LIVING WITH DISTRACTION
This is the reason why I didn’t want to start a blog. Because once I get distracted, and it is soo easy to distract me, I fail to come up with a post for periods of time. I think this time, it has been a little under two months, and I’m struggling to start writing again. But don’t get me wrong, I have hundreds of ideas. Everyday. Every hour. Every minute. It’s just that, when I decide to sit down to write them out, something almost always comes up.

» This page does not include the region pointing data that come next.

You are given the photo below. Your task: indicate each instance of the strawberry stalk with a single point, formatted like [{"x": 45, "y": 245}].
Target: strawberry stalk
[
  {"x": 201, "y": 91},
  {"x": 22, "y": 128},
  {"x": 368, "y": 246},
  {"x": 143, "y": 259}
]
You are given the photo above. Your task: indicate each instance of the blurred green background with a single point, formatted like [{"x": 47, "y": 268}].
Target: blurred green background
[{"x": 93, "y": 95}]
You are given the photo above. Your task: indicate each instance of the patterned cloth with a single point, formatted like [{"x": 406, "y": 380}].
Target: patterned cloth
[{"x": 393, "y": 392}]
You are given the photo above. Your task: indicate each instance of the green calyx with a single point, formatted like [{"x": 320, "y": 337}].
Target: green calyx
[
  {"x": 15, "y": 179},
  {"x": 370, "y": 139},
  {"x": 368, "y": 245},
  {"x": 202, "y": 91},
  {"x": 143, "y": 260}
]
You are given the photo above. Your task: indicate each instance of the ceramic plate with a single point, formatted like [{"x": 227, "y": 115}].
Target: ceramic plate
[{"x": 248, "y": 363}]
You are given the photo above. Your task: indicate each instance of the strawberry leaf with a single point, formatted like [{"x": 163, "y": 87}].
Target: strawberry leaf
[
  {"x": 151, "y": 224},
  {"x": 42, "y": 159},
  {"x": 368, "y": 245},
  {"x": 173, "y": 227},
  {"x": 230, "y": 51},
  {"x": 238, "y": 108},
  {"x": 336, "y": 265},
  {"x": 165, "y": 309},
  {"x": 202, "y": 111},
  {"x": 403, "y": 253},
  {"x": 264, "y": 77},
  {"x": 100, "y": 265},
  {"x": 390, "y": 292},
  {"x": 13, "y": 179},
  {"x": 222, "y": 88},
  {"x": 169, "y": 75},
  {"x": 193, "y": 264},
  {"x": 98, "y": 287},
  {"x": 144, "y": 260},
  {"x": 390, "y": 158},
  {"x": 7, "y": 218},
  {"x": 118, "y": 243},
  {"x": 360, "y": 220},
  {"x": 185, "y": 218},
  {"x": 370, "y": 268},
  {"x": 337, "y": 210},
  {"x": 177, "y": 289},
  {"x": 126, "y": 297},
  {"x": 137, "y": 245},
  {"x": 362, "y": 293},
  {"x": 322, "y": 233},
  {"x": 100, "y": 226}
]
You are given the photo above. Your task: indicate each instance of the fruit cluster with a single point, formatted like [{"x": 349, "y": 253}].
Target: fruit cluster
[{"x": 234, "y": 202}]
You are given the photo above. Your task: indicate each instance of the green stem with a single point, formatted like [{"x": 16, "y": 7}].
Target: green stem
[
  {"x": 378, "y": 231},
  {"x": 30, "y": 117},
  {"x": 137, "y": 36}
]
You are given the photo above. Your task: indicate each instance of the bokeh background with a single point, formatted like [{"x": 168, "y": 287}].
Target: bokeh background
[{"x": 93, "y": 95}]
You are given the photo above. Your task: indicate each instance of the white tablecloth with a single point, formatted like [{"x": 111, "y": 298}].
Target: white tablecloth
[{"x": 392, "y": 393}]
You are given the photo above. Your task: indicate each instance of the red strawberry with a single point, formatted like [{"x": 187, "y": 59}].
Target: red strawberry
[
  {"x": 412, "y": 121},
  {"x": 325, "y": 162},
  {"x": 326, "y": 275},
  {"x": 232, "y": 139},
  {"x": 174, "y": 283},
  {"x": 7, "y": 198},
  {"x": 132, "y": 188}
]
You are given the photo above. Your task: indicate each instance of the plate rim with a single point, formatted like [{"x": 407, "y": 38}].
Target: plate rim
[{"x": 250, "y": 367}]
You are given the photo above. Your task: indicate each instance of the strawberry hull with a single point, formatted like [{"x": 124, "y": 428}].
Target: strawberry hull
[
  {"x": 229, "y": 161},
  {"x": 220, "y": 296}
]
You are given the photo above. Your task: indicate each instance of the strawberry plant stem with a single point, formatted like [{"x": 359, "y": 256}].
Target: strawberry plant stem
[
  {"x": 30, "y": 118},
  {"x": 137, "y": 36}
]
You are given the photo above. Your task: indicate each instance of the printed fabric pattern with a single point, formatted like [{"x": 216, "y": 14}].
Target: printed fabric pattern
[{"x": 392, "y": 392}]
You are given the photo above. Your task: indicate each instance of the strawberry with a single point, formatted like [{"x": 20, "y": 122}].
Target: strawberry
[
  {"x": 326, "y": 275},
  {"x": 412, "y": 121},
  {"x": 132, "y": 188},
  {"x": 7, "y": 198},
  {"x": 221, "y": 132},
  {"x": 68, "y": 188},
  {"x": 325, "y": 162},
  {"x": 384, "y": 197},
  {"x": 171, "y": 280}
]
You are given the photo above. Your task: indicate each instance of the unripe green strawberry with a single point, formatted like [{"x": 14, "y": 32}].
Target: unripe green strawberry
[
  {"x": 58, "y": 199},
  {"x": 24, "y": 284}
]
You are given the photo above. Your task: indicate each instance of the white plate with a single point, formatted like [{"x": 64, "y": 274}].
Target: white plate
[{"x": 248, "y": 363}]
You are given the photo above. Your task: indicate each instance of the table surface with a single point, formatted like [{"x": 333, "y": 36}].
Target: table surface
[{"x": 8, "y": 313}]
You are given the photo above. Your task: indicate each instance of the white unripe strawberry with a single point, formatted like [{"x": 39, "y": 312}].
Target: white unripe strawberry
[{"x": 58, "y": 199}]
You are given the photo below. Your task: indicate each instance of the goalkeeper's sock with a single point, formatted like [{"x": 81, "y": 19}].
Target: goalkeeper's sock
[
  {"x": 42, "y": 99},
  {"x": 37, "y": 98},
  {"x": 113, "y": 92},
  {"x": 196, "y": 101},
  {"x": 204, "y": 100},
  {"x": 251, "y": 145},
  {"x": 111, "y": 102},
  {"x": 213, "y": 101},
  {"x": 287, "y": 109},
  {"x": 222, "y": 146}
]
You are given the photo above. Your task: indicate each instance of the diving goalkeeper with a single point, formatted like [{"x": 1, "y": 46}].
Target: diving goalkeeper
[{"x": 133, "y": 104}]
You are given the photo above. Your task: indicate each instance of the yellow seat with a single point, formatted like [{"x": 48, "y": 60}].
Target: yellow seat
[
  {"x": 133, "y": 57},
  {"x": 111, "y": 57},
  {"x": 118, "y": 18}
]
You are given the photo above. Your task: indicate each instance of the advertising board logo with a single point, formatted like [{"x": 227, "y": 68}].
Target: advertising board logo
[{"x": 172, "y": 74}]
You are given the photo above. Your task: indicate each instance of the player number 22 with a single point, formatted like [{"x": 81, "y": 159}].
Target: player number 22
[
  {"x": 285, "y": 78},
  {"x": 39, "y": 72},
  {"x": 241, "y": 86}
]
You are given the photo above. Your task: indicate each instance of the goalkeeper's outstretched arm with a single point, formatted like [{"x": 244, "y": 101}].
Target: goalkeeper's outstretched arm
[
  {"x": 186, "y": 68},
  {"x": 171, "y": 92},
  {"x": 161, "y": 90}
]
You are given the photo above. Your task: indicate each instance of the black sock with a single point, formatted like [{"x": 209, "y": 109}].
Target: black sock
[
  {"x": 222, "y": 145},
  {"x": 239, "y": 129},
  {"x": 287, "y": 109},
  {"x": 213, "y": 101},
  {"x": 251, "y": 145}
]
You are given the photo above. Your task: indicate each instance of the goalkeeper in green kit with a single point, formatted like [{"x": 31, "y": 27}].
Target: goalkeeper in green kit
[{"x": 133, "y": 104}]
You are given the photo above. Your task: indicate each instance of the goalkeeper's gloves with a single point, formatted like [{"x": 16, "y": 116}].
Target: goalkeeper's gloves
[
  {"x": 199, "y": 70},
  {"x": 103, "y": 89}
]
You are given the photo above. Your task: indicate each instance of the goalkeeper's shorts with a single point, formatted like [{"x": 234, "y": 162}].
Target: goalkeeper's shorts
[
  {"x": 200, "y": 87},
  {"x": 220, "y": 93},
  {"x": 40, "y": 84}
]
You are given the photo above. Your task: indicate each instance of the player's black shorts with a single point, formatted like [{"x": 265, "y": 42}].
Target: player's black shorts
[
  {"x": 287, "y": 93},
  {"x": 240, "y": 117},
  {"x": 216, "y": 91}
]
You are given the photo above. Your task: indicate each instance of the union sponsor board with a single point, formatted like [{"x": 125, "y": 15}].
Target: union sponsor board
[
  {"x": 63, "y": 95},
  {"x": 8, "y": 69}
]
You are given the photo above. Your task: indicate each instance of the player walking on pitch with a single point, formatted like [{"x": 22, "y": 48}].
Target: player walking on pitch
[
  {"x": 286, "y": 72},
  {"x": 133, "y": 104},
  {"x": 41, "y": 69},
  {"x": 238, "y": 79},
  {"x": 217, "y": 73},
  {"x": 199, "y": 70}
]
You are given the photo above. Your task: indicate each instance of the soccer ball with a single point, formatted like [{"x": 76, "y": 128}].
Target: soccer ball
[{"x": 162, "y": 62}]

Besides, I have mentioned that I dislike repetition, even with myself. I hate repeating myself. It stresses me out. So why am I working as a tour guide, where my spiels and information are practically memorized due to repeated practice? Simple: I have never encountered two tours that are exactly the same. They are like fingerprints. Each tour has a different set of guests, a different set of questions and, ultimately, a different outcome at the end of the day.
With Mama, I get the same questions, the same topics, the same anxieties, day in and day out.
So what’s up with her? Oh, the usual.. and then some:
- She has difficulty standing up from a sitting position. My diagnosis: her arthritis is getting worse.
- She keeps asking where we will eat the next meal. My diagnosis: she does not want to cook, and she does not believe that I can cook.
- She keeps asking where we will sleep after eating. My diagnosis: she does not recognize our house as her house or she thinks that because we are eating out, it means we are also sleeping out.
- She is very demanding – “Gin, make me hot chocolate!” She drinks it, and after 5 minutes, “Gin, make me hot chocolate!” And she doesn’t take No for an answer. My diagnosis: she believes the hot chocolate will make her body feel warm, however, she will not drink it if it’s oo hot.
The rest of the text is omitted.